Numerous studies have demonstrated that there is no ‘hangover’ effect (see here and here) from playing in Europe. There is no evidence that EPL teams consistently perform worse in league matches that immediately follow a midweek European fixture. But what about the longer-term impact? Perhaps the mental and physical exertion of playing against the best teams in Europe manifests itself gradually over a season, rather than in the immediate aftermath of European games. If this is the case, we should be able to relate variations in an EPL team’s points haul from season-to-season to the difference in the number of European fixtures it played.

It turns out that there is indeed evidence for a longer-term impact. The scatter plot below shows the difference in the number of European games played by EPL teams in successive seasons against the change in their final points total, over the last 10 seasons. Each point represents a single club over successive seasons. For instance, the right-most point shows Fulham FC from the 08/09 to 09/10 season: in 09/10 they played 15 games in the Europa cup (having not played in Europe in 08/09) and collected 7 fewer points in the EPL. Teams are only included in the plot if they played in European competitions in one or both of two successive seasons[1]. The green points indicate the results for this season relative to last (up to game week 13); the potential impact of European football (or lack of) on Chelsea, Liverpool, Southampton and Leicester is evident. Chelsea's league performance from 2014/15 to 2015/16 is a clear outlier: they played the same number of Champions League games but ended last season 37 points worse off.
Effect of participation in European competitions on a team's points total in the EPL over successive seasons. Green diamonds show the latest results for this season compared to the same stage last season. Blue dashed line shows results of a linear regression. 

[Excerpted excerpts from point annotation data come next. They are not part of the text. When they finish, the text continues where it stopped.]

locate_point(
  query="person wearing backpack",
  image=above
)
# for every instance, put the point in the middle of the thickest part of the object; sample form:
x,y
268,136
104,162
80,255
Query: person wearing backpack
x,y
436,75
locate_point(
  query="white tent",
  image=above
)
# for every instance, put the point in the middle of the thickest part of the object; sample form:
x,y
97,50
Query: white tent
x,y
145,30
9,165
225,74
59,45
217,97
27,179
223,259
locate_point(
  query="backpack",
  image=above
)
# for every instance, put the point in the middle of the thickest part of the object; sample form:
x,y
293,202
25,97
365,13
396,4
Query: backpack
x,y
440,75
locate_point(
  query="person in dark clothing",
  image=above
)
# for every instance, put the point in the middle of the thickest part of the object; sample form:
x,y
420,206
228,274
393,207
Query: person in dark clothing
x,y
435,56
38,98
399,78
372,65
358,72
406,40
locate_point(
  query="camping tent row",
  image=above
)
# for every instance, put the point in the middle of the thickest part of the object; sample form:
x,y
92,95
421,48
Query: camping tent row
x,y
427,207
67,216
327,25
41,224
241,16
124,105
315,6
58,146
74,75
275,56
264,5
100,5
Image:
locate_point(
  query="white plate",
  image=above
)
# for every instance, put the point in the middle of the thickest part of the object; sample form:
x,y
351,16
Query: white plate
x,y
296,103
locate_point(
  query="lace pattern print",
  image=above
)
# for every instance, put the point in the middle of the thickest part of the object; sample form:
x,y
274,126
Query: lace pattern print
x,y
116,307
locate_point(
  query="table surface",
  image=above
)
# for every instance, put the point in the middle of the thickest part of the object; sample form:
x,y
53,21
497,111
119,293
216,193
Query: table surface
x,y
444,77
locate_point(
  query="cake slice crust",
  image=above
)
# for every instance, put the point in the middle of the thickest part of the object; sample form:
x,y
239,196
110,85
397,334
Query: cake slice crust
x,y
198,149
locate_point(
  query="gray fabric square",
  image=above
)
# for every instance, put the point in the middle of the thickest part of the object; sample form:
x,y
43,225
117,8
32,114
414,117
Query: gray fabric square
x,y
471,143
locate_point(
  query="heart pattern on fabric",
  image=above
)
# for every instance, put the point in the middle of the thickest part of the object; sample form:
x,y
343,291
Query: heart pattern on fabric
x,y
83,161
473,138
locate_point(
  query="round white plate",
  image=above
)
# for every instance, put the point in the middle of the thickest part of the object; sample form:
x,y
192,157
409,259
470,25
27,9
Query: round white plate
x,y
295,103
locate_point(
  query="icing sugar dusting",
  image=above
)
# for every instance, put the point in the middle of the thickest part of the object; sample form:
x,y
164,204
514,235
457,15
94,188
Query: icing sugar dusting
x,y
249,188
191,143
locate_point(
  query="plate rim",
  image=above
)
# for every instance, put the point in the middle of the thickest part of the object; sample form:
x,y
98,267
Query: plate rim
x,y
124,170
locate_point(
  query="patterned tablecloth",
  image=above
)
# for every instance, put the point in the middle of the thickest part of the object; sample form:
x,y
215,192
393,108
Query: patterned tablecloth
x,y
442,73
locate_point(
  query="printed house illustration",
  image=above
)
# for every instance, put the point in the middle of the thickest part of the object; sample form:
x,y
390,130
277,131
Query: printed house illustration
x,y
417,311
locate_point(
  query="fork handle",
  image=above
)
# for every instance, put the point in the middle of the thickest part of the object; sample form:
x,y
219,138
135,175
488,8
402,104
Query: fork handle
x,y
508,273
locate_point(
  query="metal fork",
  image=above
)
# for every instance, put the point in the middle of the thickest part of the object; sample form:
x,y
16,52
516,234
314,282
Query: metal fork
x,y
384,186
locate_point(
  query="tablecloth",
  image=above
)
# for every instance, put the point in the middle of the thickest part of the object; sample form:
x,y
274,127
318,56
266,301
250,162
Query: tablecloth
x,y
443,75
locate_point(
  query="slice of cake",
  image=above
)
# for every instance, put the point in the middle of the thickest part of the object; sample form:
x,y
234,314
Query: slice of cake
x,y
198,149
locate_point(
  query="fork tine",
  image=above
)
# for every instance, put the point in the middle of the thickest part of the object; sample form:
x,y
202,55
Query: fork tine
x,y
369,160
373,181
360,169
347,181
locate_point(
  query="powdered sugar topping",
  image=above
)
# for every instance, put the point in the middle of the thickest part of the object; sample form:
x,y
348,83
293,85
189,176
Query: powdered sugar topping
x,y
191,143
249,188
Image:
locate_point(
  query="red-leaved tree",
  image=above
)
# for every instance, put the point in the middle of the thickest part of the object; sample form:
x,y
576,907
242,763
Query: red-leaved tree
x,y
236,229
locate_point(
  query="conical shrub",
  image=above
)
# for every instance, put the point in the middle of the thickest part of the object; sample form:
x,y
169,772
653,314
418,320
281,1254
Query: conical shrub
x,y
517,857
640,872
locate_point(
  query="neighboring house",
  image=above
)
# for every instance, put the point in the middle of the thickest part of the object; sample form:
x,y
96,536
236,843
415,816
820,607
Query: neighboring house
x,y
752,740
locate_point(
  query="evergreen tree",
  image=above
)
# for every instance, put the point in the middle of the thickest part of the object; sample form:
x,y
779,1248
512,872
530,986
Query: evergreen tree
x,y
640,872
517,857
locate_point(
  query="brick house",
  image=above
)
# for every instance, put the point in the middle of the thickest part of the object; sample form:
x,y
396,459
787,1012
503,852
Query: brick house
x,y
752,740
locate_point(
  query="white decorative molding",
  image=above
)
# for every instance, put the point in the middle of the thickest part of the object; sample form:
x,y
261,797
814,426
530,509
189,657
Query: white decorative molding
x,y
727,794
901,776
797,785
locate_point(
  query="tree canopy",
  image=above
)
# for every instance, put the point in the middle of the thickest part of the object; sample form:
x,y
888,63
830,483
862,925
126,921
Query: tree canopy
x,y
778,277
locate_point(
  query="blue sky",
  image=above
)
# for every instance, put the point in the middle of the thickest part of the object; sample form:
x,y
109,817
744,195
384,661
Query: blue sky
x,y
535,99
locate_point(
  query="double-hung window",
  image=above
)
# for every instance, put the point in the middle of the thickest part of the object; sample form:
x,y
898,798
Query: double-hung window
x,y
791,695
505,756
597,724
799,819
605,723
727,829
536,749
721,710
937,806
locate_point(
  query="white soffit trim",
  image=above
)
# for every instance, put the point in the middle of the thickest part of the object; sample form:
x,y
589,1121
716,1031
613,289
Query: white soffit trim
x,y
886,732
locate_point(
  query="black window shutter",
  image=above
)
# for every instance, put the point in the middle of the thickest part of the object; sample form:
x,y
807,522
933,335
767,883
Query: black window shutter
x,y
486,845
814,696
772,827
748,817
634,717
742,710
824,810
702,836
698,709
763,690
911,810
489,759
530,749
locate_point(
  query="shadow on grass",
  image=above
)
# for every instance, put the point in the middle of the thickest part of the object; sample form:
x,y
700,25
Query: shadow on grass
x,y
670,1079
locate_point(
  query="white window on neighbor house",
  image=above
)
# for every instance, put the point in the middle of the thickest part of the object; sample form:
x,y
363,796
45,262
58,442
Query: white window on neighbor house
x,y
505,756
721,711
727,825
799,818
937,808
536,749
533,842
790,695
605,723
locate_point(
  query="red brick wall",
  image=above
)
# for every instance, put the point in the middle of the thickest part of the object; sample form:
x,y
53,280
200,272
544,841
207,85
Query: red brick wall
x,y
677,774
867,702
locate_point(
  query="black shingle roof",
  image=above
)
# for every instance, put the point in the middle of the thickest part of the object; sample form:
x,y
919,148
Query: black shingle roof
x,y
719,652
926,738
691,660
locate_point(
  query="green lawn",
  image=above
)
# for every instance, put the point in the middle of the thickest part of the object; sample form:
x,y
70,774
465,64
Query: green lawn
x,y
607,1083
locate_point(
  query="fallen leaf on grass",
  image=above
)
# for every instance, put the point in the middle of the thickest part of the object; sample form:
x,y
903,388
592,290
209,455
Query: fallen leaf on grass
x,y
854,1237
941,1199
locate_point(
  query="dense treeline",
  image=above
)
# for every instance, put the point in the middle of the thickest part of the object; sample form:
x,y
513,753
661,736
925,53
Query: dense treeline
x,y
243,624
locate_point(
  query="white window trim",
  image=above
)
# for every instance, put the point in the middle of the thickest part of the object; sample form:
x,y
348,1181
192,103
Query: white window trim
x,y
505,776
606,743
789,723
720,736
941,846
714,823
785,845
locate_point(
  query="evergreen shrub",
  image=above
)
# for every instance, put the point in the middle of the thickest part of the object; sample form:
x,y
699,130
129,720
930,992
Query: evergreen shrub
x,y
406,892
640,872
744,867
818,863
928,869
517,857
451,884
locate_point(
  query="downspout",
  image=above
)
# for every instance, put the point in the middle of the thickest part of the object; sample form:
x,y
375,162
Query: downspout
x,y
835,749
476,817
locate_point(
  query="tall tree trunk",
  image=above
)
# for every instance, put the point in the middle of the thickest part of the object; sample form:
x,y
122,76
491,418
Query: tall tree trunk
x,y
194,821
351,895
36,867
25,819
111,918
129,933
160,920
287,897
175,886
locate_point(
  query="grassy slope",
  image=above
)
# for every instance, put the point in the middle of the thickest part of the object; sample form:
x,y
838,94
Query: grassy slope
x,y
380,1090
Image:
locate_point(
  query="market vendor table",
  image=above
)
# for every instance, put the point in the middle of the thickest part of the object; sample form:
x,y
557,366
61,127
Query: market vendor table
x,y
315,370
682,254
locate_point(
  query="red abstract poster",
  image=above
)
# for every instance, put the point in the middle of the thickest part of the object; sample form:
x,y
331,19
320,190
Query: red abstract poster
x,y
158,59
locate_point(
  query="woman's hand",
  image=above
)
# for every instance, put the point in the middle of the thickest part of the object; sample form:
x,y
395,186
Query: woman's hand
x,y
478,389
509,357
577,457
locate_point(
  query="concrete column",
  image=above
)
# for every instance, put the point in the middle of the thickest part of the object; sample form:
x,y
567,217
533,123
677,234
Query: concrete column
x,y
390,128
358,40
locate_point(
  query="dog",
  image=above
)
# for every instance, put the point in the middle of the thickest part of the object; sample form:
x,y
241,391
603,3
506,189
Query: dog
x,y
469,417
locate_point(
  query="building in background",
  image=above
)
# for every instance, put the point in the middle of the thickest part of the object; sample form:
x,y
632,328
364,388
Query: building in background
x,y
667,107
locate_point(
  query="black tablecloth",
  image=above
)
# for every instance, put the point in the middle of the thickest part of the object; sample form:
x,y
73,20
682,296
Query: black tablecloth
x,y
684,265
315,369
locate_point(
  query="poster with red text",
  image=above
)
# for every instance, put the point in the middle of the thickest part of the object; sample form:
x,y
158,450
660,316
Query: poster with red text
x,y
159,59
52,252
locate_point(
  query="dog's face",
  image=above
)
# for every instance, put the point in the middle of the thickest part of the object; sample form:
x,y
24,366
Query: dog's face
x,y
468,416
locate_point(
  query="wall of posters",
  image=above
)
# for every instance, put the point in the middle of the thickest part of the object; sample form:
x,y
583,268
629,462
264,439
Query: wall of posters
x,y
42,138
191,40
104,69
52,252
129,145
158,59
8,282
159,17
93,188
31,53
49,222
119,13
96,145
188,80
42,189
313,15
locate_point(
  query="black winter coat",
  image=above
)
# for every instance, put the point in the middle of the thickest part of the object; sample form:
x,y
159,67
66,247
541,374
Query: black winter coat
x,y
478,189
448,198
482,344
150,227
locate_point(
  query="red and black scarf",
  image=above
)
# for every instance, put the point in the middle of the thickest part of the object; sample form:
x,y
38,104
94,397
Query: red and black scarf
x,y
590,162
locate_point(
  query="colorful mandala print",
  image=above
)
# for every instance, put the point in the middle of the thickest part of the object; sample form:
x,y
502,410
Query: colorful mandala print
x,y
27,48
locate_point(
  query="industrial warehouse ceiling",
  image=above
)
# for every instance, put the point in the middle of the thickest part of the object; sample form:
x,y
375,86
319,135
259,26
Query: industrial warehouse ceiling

The blue dashed line shows the results of a simple linear regression. Although the relationship is not particularly strong – the r-square statistic is 0.2 – it’s certainly statistically significant[2]. The slope coefficient of the regression implies that, for each extra game a team plays in the Europe, they can expect to lose half a point relative to the previous season. So, if a team plays 12 more games, it will be 6 points worse off (on average) than the previous season. 

It’s worth noting that the CIES Football Observatory performed a similar analysis in a comprehensive report on this topic published earlier this year.  They found there to be no relationship between domestic form and European participation over successive seasons. However, in their analysis they combined results from 15 different leagues across Europe. So perhaps the effect is more pronounced in the EPL than other leagues? This recent article in the Guardian, citing work by Omar Chaudhuri, suggests that the effects of playing in Europe may be more pronounced in highly competitive divisions. The lack of a winter break may also be a factor: while teams in Italy, Spain and Germany enjoy several weeks rest, EPL teams will play four league matches over the Christmas period. 

Finally, an obvious question is whether we are simply measuring the effects of playing more games across a season. To test this, we should apply the same analysis to progress in domestic cup competitions. However, I’ll leave that to the next blog.


----------------------

[1]. The points along x=0 are teams that played the same number of European games in successive seasons (and did play in Europe both seasons). The only two teams that are omitted are Wigan and Birmingham City, both of whom played in the Europa League while in the Championship. Matches played in preliminary rounds are not counted.
[2] The null hypothesis of no correlation is resoundingly rejected.